One Catholic theologian writes:Blosser:
"There are various aspects hence arising, which do not belong to the Divine Essence as such, but are peculiar to one of the other of the Persons and not common to all. These are the only differences between the Persons. They are not differences of substance or of the essential divine attributes; so they mark, not a multiplication of the Godhead, but of the personalities in the one Godhead."
Hence, "fully God" (as I see it) has reference to the divine essential attributes or necessary properties. So, in answer to your question, I would say that you are not necessarily denying that Jesus is God because you answer in the affirmative. Of course, your example has to do with Christ in his incarnate state though, and not with intra-Trinitarian relations per se. In any event, what I'm trying to say is that God is supposed to instantiate or exemplify certain properties, particular attributes. If a being does not possess such attributes EX TOTO, then the said entity cannot be "fully God." Therefore, if the Son (according to Hippolytus) is a deified creature or not eternal as such, how can he be fully God?

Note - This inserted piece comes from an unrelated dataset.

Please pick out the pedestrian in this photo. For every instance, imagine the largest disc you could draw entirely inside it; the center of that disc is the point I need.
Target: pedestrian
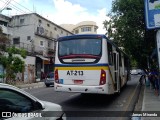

Well, of course such a creature could not be fully God; and you should have no doubts by now about my agreement with you that Hippolytus (like JW teaching) is heterodox!
So I think I do see your point quite clearly. My argument has been that the existence of such thinkers as Hippolytus before the Council of Nicea is not to be regarded as a bizarre anomaly even on the supposition that the Nicean dogma of the Holy Trinity is true. It takes time for truth to clarify, especially when it's surrounded by those bent on subverting it.